Dietrick’s time at Princeton forged the adaptability she has relied upon at the professional level. She started just six games over her first two college seasons. At Princeton, she explains, most players don’t come in and start as freshmen. “That wasn’t the way our program was built. You come in, you work hard, and you pay your dues.”
From the outside looking in, Dietrick did not appear to be WNBA-bound. But she focused on excelling in whatever minutes she got and continually improving in practice. By her senior year, Dietrick had become one of the best players in the nation, earning honorable mention All-America honors and leading Princeton to an undefeated regular season.
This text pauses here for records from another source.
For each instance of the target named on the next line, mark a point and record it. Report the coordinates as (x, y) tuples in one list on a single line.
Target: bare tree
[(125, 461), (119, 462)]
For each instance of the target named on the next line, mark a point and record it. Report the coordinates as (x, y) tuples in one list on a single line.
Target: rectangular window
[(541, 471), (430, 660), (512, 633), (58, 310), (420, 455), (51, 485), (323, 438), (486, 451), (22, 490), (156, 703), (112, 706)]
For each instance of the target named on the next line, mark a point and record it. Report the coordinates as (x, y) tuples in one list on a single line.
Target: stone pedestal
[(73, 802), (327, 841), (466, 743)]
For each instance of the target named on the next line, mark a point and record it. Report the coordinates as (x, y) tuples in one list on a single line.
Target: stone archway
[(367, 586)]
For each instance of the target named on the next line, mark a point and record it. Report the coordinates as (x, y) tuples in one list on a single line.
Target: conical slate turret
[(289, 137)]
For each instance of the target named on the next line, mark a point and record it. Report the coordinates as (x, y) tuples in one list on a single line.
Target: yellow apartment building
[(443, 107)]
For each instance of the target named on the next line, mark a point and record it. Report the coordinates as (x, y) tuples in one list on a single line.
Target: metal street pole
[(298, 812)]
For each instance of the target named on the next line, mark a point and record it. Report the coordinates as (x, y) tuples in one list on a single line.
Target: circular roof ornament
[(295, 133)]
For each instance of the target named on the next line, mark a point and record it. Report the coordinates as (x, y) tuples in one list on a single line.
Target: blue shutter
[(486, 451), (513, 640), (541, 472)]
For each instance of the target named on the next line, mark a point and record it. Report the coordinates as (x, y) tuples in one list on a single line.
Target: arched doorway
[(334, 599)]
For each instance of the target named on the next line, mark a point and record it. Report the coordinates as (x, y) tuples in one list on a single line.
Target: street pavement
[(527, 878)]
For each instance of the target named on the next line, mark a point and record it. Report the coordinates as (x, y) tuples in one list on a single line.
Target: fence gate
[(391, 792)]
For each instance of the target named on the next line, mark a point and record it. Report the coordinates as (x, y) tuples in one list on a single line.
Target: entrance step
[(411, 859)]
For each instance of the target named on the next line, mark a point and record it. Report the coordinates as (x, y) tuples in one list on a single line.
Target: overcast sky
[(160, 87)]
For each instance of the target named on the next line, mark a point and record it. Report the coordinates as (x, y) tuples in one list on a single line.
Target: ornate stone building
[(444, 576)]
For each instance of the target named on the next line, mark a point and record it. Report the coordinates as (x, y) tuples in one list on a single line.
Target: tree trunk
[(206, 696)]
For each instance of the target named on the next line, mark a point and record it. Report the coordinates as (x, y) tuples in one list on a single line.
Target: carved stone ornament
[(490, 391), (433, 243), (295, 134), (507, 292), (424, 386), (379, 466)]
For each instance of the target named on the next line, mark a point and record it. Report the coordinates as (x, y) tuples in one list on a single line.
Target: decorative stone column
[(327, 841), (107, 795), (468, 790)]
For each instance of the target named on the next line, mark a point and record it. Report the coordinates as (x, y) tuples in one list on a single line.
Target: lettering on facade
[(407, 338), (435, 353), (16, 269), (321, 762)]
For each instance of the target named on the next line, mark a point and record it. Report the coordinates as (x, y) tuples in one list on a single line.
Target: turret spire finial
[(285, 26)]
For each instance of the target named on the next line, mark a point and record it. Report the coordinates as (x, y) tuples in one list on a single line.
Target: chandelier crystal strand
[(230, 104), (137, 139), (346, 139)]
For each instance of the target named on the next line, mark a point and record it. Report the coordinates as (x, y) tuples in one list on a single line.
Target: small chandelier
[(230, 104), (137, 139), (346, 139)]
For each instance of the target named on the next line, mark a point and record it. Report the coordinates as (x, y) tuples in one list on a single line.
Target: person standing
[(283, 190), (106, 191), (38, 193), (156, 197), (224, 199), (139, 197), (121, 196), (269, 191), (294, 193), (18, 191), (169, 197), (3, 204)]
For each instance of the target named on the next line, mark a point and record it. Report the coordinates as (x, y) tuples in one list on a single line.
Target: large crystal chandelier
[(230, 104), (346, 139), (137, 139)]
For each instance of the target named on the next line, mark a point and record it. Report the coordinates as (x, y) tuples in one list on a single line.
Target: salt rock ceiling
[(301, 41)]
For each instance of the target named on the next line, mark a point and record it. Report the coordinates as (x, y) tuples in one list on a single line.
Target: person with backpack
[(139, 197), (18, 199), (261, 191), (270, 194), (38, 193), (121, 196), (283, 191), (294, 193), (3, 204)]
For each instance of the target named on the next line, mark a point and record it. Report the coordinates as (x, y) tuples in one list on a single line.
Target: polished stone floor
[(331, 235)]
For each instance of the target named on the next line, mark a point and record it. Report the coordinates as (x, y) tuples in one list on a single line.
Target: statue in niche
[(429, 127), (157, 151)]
Her first professional team was located in a small town in central Italy. At first, she had no friends, no internet access, and no grasp of the Italian language. “The first two weeks were absolutely brutal,” she recalls with a laugh. “I wanted to go home.”
But she eventually carved out a niche for herself on and off the court, parlaying her success in the Italian league into her first WNBA opportunity, a three-game stint with the Seattle Storm in 2016.
After spells in Australia and Greece, Dietrick returned to the WNBA for the 2018 and 2019 seasons, appearing primarily off the bench in 26 and 17 games, respectively.
When two of her Atlanta Dream teammates withdrew from the bubble this summer, she finally had a path to regular minutes. Dietrick seized the opportunity, averaging 5.9 points and 3.4 assists in 21 minutes per game. She shot a scorching 44.8 percent on three-point shots, a franchise record.
Off the court, Dietrick enthusiastically joined in the league’s efforts to honor victims of police brutality and fight against systemic injustice in America. Those efforts included a protest against Atlanta Dream co-owner Kelly Loeffler, a U.S. senator who criticized the WNBA’s commitment to the Black Lives Matter movement. Dietrick and her teammates responded by wearing shirts supporting Loeffler’s opponent in the senatorial special election.
Coupled with a demanding game schedule, the justice efforts made for a chaotic but deeply rewarding time. “You were either eating, sleeping, recovering, or playing,” Dietrick says. “Every other minute you could squeeze in for social justice, you did.”
“We were professional athletes this year, but we were more than that,” she continues. “We could see that we were actually making a difference, so that was really encouraging. Although we were all packed in this tiny place in Bradenton, Florida, we felt like our impact was national, if not international.”
Though currently a free agent, Dietrick hopes to continue playing major minutes in the 2021 WNBA season. “I definitely feel like I’ve proven I belong in this league,” she says.